Si todos estamos unidos en una conciencia cósmica que hace poco probable la diferenciación individual, nos es posible aceptar “científicamente”, reitera el poeta, la posibilidad de la experiencia mística. Sin necesidad de recurrir a la antigua noción del panteísmo, podemos pensar con el poeta que el Dios Trascendente no está del todo separado de su mundo creado. Erwin Schrödinger insiste en esta unidad armónica esencial del universo nacido del incomprensible Big Bang desde su óptica científica: no sólo la materia y la energía son intercambiables, sino que la multiplicidad de conciencias es sólo aparente, pues en realidad existe sólo una mente, que es transpersonal, universal, colectiva.
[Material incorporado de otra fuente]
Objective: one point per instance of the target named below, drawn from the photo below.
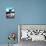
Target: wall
(27, 12)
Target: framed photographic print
(10, 13)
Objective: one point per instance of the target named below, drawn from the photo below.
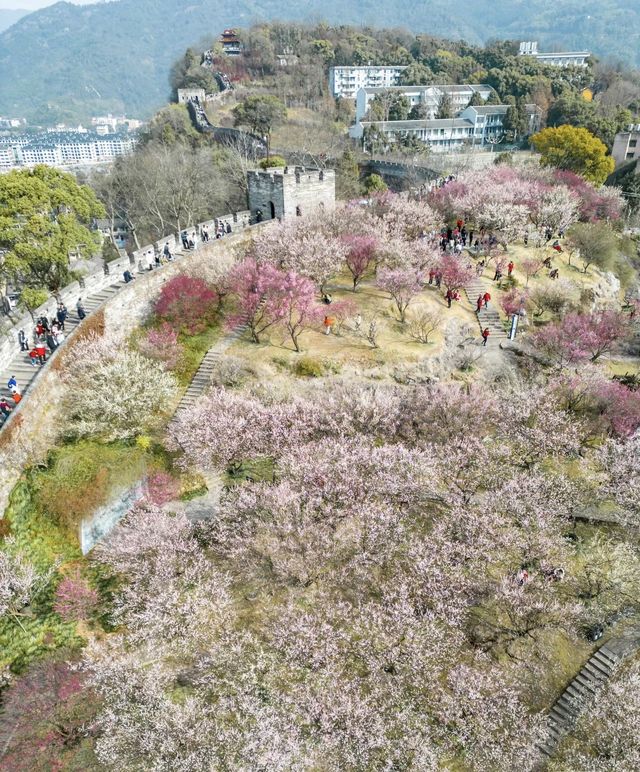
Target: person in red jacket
(41, 351)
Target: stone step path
(584, 687)
(202, 378)
(21, 367)
(488, 317)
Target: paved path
(202, 378)
(488, 317)
(21, 367)
(585, 686)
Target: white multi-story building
(560, 59)
(345, 81)
(626, 145)
(474, 127)
(63, 149)
(429, 96)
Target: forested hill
(69, 61)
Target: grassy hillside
(69, 61)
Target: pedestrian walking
(61, 315)
(41, 351)
(23, 341)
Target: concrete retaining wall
(35, 425)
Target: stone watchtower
(288, 192)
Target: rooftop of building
(433, 123)
(369, 66)
(455, 87)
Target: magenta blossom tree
(360, 257)
(162, 344)
(579, 337)
(75, 599)
(187, 304)
(455, 272)
(402, 286)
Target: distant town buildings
(429, 96)
(561, 59)
(473, 127)
(63, 148)
(231, 44)
(11, 123)
(186, 95)
(626, 145)
(110, 124)
(346, 81)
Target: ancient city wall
(35, 425)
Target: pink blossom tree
(360, 256)
(259, 305)
(401, 285)
(75, 600)
(530, 267)
(514, 301)
(301, 308)
(186, 303)
(455, 272)
(578, 337)
(162, 344)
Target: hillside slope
(67, 61)
(9, 16)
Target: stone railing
(98, 280)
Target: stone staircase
(584, 687)
(202, 378)
(21, 367)
(488, 317)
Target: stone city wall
(35, 424)
(98, 280)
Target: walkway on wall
(20, 365)
(22, 369)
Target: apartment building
(474, 127)
(558, 59)
(429, 96)
(346, 81)
(64, 148)
(626, 145)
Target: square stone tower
(288, 192)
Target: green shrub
(81, 477)
(309, 367)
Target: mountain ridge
(116, 56)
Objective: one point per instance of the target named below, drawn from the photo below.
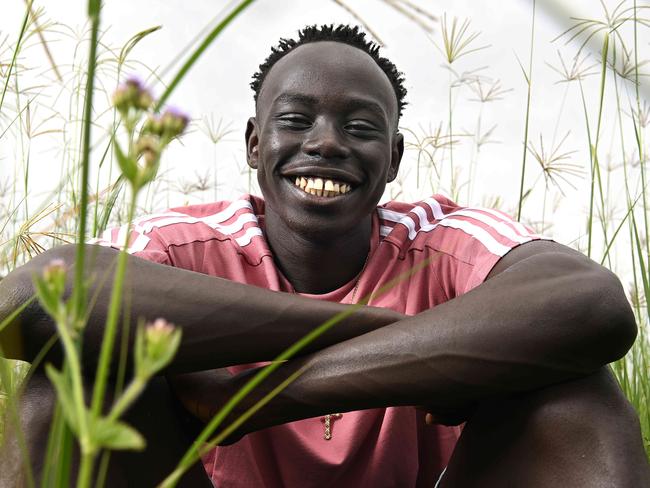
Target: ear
(252, 143)
(396, 157)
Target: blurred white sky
(218, 88)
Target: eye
(294, 121)
(361, 128)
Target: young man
(494, 326)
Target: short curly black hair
(346, 34)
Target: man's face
(324, 141)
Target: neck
(315, 263)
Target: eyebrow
(351, 104)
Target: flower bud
(54, 271)
(148, 148)
(153, 125)
(132, 95)
(174, 122)
(155, 346)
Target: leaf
(46, 297)
(113, 434)
(64, 394)
(127, 165)
(131, 43)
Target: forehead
(332, 72)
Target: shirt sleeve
(143, 243)
(477, 238)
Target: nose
(325, 140)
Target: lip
(324, 172)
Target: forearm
(223, 322)
(517, 332)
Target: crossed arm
(546, 314)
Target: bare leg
(581, 433)
(155, 415)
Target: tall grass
(615, 230)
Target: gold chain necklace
(329, 419)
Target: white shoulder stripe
(500, 226)
(246, 238)
(480, 234)
(212, 220)
(390, 215)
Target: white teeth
(321, 187)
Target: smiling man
(493, 327)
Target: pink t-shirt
(391, 447)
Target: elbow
(613, 327)
(23, 335)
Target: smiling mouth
(322, 187)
Reconforta al místico nicaragüense saber que la ciencia ya no puede distinguir tajantemente entre la materia y la mente, por lo que fenómenos como la telepatía pueden explicarse con más comodidad que antes. “Y esto lo han experimentado los místicos en sus experiencias de unión con Dios, sintiendo que participan de una Sola Mente” añade Cardenal (Cardenal 2011: 57). Este poema que nos ocupa, junto a los textos recientes que lo anticipan, revisten pues una gran importancia para el pensamiento religioso en Hispanoamérica, pues nos ayuda a comprender la unión mística con ojos modernos.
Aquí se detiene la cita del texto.